Pts must have histo conf TCC of the urothelial tract. Disease should be M1 and not curable by surgery or RT. Pts w/N+, non-metastatic disease that is unresectable are eligible. Disease must be measurable and assessed w/in 28 days prior to reg. Non-measurable disease must be assessed w/in 42 days prior to reg. Pts must have disease that progressed or recurred following ONE prior systemic chemo regimen including cisplatin or carboplatin for metastatic disease. Prior adjuvant therapy okay. 28 days must have lapsed from last chemo. Prior intravesical, RT or surgery allowed, but 28 days must have lapsed and pt must have recovered from any adverse effects of prior therapy. Pt must not have significant cardiac disease (see protocol Section 5.5).

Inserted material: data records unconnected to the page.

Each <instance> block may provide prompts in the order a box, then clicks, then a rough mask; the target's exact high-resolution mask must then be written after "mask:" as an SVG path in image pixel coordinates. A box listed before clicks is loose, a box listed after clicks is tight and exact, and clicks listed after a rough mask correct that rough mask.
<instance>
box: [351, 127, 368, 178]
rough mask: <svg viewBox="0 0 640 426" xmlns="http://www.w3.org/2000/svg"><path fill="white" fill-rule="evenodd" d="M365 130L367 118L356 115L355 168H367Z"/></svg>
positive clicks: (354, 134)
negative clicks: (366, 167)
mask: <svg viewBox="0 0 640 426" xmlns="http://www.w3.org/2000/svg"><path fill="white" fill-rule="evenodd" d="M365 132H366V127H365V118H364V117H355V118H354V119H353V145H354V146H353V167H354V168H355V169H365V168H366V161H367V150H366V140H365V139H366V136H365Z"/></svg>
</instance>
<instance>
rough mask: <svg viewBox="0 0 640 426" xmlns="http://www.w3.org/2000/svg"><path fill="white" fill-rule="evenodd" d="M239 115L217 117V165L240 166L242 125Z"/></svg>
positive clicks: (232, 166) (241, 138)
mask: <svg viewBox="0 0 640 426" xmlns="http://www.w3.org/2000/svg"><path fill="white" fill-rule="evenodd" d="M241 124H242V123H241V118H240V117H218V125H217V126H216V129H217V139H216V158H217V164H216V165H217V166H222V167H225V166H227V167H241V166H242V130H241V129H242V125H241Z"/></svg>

Pts w/LVH on EKG are not eligible. Pt must have WBC >/= 3000, ANC >/= 1500, PLT >/=100,000 w/in 14 days prior to reg. Pts must have bili </= IULN, SGOT or SGPT</= 2.5 x IULN, creat </= 2 x IULN w/in 14 days prior to reg. Pt mst have potassium >/= 4 mmol/L and magnesium >/= 2 mg/dL w/in 28 days prior to reg. Pt must not be taking or planning to take hydrochlorothiazide. Pt must be offered opportunity to consent for specimen submission. Pt must have Zubrod PS 0-2. Pts must not have rec'd prior depsipeptide and must not be rec'g any other inv agent or drug known to have histone deacetylase inhibitor activity such as sodium valproate. HIV+ pts rec'g comb anti-retroviral therapy are excluded. Pts w/known brain mets are not eligible. Pts must not have a hx of allergic reactions attributed to similar compounds. There must be no plans for pt to rec concurrent chemo, hormonal tx, RT, immunotherapy or any other type of tx for their cancer. Pts must not be pregnant or nursing and have agreed to use an effective contraceptive method. No other prior malignancy allowed.